American military officer (1739-1778)

Ichabod Alden (August 11, 1739 – November 11, 1778) was an American Revolutionary War officer and commanding officer during the Cherry Valley Massacre.

==Early life and family ==
The great-grandson of the Mayflower pilgrim John Alden, Ichabod Alden was born in Duxbury, Massachusetts.

==Career ==
Appointed lieutenant colonel of the Plymouth militia regiment in 1775, Alden first saw action serving with the 25th Continental Regiment during the Siege of Boston. Following his promotion to colonel in November 1776, Alden was assigned to the 7th Massachusetts Regiment. The regiment was stationed at Cherry Valley, New York in the summer of 1778. Although commanding 200–300 men, Alden's limited military experience and lack of knowledge regarding Indigenous tactics would prove to be a great disadvantage. He and several of his officers billeted well away from the fort in the homes of some of the inhabitants. Despite receiving a warning of an impeding attack from the American allied Oneida, Alden made few preparations.

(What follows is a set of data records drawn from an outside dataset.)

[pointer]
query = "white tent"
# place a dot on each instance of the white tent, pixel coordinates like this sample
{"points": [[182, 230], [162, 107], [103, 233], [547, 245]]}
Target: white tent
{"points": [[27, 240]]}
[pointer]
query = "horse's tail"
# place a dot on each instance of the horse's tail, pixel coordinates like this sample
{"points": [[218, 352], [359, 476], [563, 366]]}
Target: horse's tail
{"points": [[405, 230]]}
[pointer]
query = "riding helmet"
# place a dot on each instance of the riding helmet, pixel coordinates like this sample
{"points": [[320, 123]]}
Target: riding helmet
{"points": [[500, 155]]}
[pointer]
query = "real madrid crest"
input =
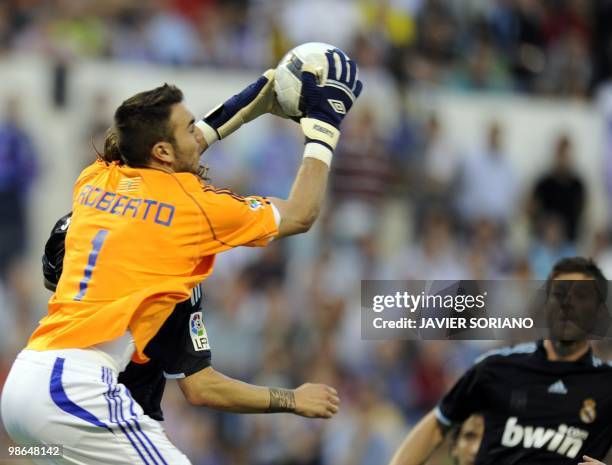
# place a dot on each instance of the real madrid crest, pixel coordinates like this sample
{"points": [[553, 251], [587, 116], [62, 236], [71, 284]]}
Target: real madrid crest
{"points": [[588, 412]]}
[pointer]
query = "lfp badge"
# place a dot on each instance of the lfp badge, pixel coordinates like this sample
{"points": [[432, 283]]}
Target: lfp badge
{"points": [[199, 338]]}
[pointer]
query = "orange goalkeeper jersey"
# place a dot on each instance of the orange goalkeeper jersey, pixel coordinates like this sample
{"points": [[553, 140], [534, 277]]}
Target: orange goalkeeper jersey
{"points": [[138, 242]]}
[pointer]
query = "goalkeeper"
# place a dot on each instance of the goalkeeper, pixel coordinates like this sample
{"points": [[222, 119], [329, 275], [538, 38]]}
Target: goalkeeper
{"points": [[178, 352], [144, 233]]}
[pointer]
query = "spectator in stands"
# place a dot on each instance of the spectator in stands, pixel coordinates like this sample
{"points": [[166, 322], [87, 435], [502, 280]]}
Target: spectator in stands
{"points": [[18, 166], [560, 192], [487, 186]]}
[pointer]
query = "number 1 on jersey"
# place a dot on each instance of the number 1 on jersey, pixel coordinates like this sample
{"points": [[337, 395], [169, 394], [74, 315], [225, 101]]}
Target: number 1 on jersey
{"points": [[96, 243]]}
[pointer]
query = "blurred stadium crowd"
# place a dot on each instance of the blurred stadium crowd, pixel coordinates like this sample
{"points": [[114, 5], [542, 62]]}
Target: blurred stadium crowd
{"points": [[290, 313], [536, 46]]}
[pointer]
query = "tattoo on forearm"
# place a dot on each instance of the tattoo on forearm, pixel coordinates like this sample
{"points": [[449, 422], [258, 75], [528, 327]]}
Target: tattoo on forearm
{"points": [[281, 400]]}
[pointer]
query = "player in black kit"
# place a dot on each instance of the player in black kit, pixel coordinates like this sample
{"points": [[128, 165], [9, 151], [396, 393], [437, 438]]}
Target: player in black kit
{"points": [[546, 402], [180, 350]]}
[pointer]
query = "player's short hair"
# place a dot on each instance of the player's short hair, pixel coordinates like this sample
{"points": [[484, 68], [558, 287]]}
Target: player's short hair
{"points": [[581, 265], [140, 122]]}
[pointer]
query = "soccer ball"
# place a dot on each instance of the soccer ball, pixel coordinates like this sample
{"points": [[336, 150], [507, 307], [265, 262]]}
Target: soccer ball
{"points": [[287, 79]]}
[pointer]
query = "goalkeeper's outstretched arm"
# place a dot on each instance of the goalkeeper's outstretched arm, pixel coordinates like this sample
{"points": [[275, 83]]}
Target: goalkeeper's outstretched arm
{"points": [[212, 389], [421, 442]]}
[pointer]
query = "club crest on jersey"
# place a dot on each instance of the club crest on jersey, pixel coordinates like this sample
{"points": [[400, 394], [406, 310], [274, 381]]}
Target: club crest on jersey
{"points": [[199, 338], [588, 412], [253, 203]]}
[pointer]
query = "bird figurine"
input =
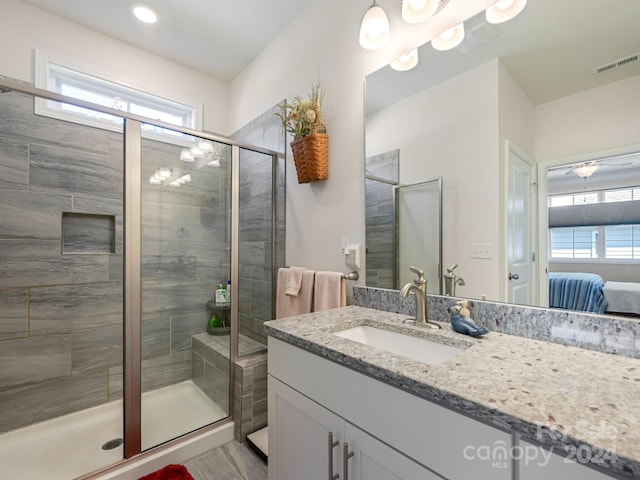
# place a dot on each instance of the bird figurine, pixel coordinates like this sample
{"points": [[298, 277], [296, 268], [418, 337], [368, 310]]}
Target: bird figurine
{"points": [[462, 324], [464, 311]]}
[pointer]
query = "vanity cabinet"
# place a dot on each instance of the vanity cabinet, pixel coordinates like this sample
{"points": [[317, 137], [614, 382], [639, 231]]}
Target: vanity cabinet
{"points": [[539, 463], [313, 443], [392, 434]]}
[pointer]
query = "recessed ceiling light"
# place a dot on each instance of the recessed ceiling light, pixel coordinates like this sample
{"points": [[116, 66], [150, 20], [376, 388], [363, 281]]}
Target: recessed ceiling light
{"points": [[145, 14]]}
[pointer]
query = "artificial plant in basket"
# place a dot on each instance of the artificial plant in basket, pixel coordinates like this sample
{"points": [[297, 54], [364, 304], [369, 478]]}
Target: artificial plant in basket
{"points": [[302, 119]]}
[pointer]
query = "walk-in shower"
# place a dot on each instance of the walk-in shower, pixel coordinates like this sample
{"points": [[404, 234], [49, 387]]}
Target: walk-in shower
{"points": [[111, 246]]}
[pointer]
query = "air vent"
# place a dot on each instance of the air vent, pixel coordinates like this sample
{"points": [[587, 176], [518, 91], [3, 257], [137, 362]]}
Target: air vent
{"points": [[617, 64]]}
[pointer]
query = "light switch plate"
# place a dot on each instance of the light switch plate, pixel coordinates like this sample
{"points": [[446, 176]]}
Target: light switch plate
{"points": [[481, 250]]}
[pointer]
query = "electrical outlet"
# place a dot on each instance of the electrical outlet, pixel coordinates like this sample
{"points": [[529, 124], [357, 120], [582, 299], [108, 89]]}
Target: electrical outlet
{"points": [[481, 250]]}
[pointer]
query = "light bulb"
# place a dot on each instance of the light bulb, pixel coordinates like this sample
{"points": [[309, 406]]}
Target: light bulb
{"points": [[205, 146], [416, 11], [374, 31], [449, 39], [196, 152], [504, 10], [406, 61], [186, 156], [145, 14]]}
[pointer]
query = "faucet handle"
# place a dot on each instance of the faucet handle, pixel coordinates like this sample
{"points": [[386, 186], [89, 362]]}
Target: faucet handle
{"points": [[420, 279]]}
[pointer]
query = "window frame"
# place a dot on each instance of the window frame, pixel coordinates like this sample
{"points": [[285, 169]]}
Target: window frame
{"points": [[51, 71]]}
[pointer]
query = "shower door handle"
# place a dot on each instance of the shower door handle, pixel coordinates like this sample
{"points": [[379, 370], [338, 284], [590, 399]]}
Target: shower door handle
{"points": [[346, 455], [331, 445]]}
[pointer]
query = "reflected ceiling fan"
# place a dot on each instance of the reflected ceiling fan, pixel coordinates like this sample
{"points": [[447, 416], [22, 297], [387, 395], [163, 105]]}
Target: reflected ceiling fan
{"points": [[586, 169]]}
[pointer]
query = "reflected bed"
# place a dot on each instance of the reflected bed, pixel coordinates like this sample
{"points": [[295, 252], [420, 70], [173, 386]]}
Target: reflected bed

On November 11, 1778, a combined force of 320 Seneca led by Cornplanter and Little Beard, 150 Butler's Rangers and a detachment of the 8th Regiment of Foot under Captain Walter Butler, and a small group of Mohawk led by Joseph Brant launched a surprise attack on Cherry Valley. While the Rangers and regulars blockaded Fort Alden, the Seneca rampaged through the village, killing and scalping 16 soldiers and 32 civilians, mostly women and children, and taking 70 captives. Alden was killed attempting to reach the fort from an outlying house. His second-in-command, Lieutenant Colonel William Stacy, was taken prisoner. The attack would later trigger an expedition led by Major General John Sullivan that destroyed 40 Seneca and Cayuga villages in the summer of 1779.